Another must-read piece from Jeff which fills in an important gap in the public's knowledge of just what is possible in the field of small yield nuclear explosives and the implications this has on the controversial scientific field of research into Cold Fusion for energy production

Uranium filled Crooks/Geissler tube - German cold fusion experimentation in the 1920s

Uranium filled Crooks/Geissler tube – German cold fusion experimentation in the 1920s

One of the great secrets of the two world wars is the theft from Germany of countless of billions of dollars worth of intellectual property. We are slowly discovering, as time goes by, that a lot of the technology taken from Germany by the victorious allies was suppressed. I have written before about the German atomic experiments and how the widely known programme lead by Heisenberg to build a reactor in order to produce weapons grade plutonium was far from the only research project in Germany at that time that was aimed at developing atomic explosives. Here, Jeff explains why the German atomic explosives research has returned to the forefront of modern nuclear science and why cold fusion research has long been suppressed; in short, cold fusion devices will eventually blow up in an atomic explosion and it is not at all difficult to do, therefore the powers that be do not want anyone messing with this stuff.

by Jeff Smith

The problem with Cold Fusion and How small can a nuclear reaction be?

How small can a nuclear reaction be?
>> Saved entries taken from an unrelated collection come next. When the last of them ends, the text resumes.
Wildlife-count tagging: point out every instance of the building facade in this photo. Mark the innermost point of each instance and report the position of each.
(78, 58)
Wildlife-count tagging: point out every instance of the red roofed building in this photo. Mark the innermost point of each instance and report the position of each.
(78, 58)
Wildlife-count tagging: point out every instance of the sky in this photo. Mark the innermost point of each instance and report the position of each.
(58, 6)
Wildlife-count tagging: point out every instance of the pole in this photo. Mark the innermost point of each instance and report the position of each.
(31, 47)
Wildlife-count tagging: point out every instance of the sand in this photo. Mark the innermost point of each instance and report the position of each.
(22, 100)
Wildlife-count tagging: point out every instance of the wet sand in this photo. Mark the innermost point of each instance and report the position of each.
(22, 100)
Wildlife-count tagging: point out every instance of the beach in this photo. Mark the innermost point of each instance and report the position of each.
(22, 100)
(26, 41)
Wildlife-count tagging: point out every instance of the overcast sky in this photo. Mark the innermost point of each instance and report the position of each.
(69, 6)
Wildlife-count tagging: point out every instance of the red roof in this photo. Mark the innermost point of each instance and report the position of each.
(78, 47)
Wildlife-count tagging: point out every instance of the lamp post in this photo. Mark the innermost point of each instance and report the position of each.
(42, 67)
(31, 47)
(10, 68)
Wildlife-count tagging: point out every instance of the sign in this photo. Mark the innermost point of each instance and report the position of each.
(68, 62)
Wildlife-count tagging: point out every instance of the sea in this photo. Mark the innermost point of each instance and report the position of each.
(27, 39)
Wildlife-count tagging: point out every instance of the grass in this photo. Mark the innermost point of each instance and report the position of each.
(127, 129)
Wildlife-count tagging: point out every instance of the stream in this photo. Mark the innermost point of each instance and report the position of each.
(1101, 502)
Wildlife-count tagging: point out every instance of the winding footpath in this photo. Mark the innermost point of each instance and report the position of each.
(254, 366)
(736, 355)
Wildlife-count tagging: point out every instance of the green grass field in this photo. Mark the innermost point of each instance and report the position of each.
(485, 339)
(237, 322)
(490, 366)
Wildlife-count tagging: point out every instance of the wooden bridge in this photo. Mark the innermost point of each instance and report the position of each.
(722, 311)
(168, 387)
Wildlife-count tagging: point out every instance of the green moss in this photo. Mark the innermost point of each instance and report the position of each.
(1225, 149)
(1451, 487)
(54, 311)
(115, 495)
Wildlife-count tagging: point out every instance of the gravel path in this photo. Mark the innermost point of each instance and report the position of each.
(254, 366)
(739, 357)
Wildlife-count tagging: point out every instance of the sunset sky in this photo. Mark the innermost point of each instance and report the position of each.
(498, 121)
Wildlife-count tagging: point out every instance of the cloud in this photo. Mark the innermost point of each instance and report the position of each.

Through hydrodynamic experiments for triggering fusion, extremely low yield nuclear explosions have been generated on the magnitude of “several Pounds of TNT.” .018 kt was unveiled in 1961 and in 1996, the Tamalpais test with a yield of 0.072 kt was declassified:


HARDTACK II was the continental phase of Operation HARDTACK. The oceanic phase, HARDTACK I, was conducted in the Pacific from 28 April through 18 August 1958. Phase II, conducted at the Nevada Test Site from 12 September through 31 October 1958, consisted of 19 nuclear weapons tests and 18 safety experiments. 

Hardtack II

This program produced the following information for a regular 0.01 kt yield, air ignition: Fireball max light radius = 25.4 meters, Max time light pulse width = 0.011 seconds, Max fireball air burst radius = 10.6 meters, Time of max temperature = 0.0032 seconds, Area of rad. exposure = 0.12 sq. miles; Blast wave Effects: Overpressure = 5 lb/sq. inch (160 mph) radius = 0.09 km, 1 lb/sq. inch radius = 0.26 km; Underground ignition: Crater diameter = 56 feet with a Richter magnitude of 3.52.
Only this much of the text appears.